Tenslotte signaleren Bordo, Eichengreen en Kim institutionele verschillen tussen de huidige periode van integratie en die van voor WO
I. Zo verschillen de sectorale en de functionele samenstelling van het kapitaalverkeer. Werd voor de Eerste Wereldoorlog vooral belegd
in overheidspapier of in ondernemingen die gegarandeerd werden door de overheid, zoals spoorwegen, nu is de private sector veel
belangrijker. Internationale financiering was destijds veelal gericht op infrastructuur, mijnbouw, landbouw en transport, terwijl momenteel
het hele spectrum van bedrijfsactiviteiten tot de bestemming behoort, dus ook de industrie- en dienstensector. Verder werd voor de
Eerste Wereldoorlog vooral in internationale obligaties belegd en nauwelijks in buitenlandse aandelen. Nu is de verhouding obligaties aandelen ongeveer 50/50. Ook lijken de beleggingen voor WO I veel beter verhandelbaar geweest te zijn dan de huidige. Dit wordt met
name veroorzaakt door de zeer sterk toegenomen rol van de directe investeringen in het post Bretton Woods tijdperk.

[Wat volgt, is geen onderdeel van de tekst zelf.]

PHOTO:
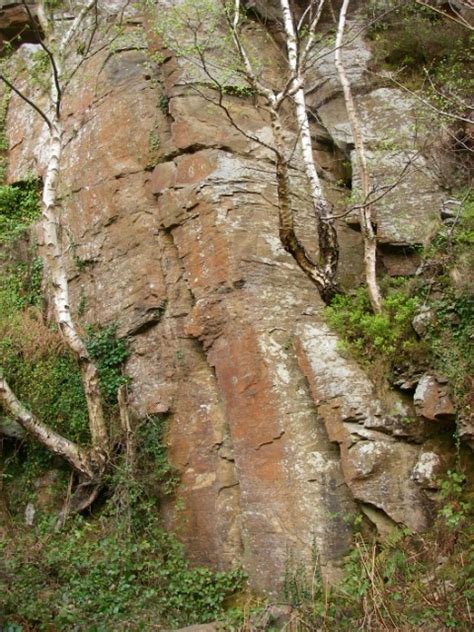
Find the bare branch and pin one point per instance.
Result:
(50, 55)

De auteurs constateren al met al dat de internationale financiering in de tweede helft van de vorige eeuw relatief omvangrijker was, maar
dat ze nu veelzijdiger is. De reductie van problemen die voortvloeien uit asymmetrische informatie met betrekking tot de resultaten van te
financieren projecten en de kwaliteit en het gedrag van de geldnemer, speelt daarbij volgens hen een belangrijke rol. Helemaal
bevredigend is deze verklaring niet, want de factoren die kapitaalverkeer belemmeren zijn niet zo gemakkelijk in te passen in het schema
van informatieproblemen. Politieke bemoeienis met het kapitaalverkeer, de wijziging van wisselkoersregimes en de regulering van
internationaal opererende bedrijven hebben een grote invloed op de ontwikkeling van het internationale kapitaalverkeer. Naast
asymmetrische informatie verdienen dus zeker ook reguleringsproblemen een plaats in de theorie van de internationale financiële
intermediatie. Beleidsreacties op internationaal kapitaalverkeer moeten dan als endogene factor beschouwd worden en vormen dan een
onlosmakelijk onderdeel van het proces van financiële integratie. Zo’n uitbreiding van de theorie kan wellicht in de toekomst een
vollediger beeld geven van de beïnvloedbaarheid van internationale financiering.
1 M.D. Bordo, B. Eichengreen en J. Kim, Was there really an earlier period of international financial integration comparable to today?
NBER Working Paper 6738, september 1998.
2 Het betreft Argentinië, Australië, Canada, Denemarken, Duitsland, Frankrijk, Italië, Japan, Noorwegen, VK, VS en Zweden.